City Council Approves Formation of Public Safety Oversight Commission
City of Santa Monica responds to last summer's social justice "Defund the Police" movement.
January 16, 2021
The Santa Monica City Council unanimously voted on Tuesday to establish a Public Safety Reform and Oversight Commission which would "promote best practices in community-based policing for the fair treatment and safety of all."
The new panel will be comprised of 11 residents of Santa Monica, appointed by the Council, and tasked to provide oversight of the Santa Monica Police Department and work with SMPD to recommend "appropriate proposed reforms to its policies and practices."
According to a staff report, the commission should include 2 members between the age of 18 and 22 and all members should have a "significant commitment to the public safety and wellbeing of the city, as well as knowledge of or experience with law enforcement, public safety policies and issues, or social services policies and issues."
Approving the first reading of the police oversight ordinance, councilmembers said the membership of the new panel should reflect the racial diversity of the city and they expressed hopes that SMPD and the oversight commission can form a productive partnership to benefit all the stakeholders in Santa Monica.
With its new commission, Santa Monica joins the ranks of other Southland cities with police oversight bodies, including Los Angeles, Long Beach, Burbank and Pasadena.
City Council first broached the subject of an oversight commission in the summer after residents presented the panel with a number of police reforms following the nationwide civic demonstrations in reaction to the George Floyd killing. Last June, the Council adopted the Obama Pledge on police reform and interim City Manager Lane Dilg appointed a 15-member Public Safety Reform Advisory Committee (PSRAC) to "facilitate a community engagement process and make recommendations in response to calls for reform."
In September, the Council directed staff to return with a draft ordinance based on the PSRAC recommendations to establish an oversight police commission.
At Tuesday's meeting, which ran for more than 5 hours, the Council also approved a staff recommendation that an Inspector General be retained to facilitate the work of the new panel. In its report, city staff estimated "a full-time Inspector General position to cost approximately $200,000-$225,000, including benefits," but the Council decided to go with less-costly option – an outside contractor, retained by the City Manager's Office, who would work on as-needed basis.

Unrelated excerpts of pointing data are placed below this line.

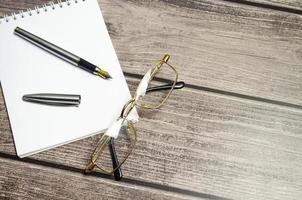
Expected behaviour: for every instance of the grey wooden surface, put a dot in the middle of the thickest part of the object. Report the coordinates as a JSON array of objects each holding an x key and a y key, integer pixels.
[{"x": 233, "y": 133}]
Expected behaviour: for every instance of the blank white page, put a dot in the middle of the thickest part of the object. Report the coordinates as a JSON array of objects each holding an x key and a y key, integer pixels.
[{"x": 26, "y": 69}]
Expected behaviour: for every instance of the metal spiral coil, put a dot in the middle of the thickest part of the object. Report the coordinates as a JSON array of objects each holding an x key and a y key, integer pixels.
[{"x": 38, "y": 9}]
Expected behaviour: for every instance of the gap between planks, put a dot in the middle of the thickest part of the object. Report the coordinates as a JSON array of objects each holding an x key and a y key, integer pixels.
[{"x": 144, "y": 184}]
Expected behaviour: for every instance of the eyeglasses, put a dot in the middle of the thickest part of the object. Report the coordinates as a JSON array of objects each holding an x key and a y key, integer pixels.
[{"x": 150, "y": 94}]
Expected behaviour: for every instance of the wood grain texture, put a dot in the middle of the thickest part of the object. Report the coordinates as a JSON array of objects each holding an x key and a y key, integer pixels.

City officials said the commission's main duties include working, through the Inspector General, to evaluate ideas for reimagining public safety, to address any violations of procedures or policies in connection with disciplinary investigations, proceedings and actions, and to review SMPD policies and practices and make recommendations to the Police Chief, City Manager, and City Council.
According to the new ordinance, sworn officers and employees of the Police Department and the City are not eligible to serve on the commission but the panelists are expected to "collaborate with the SMPD to sponsor and promote ongoing interaction and trust building between the SMPD and community members, including providing channels and opportunities for ongoing dialogue."
Following a 7-0 vote for police oversight, the Council directed staff to compile and return with a list of candidates for the commission, which is expected to provide its initial set of recommendations within 150 days of its first meeting.
City officials stated that the oversight body should "stay abreast of innovations in policing and of legislative trends both locally and across the country that relate to police practices."
"To do this, the commission can perform their own research, engage subject matter experts, and invite relevant City staff to participate in Commission meetings to discuss the efficacy of a particular policy change in Santa Monica," they added.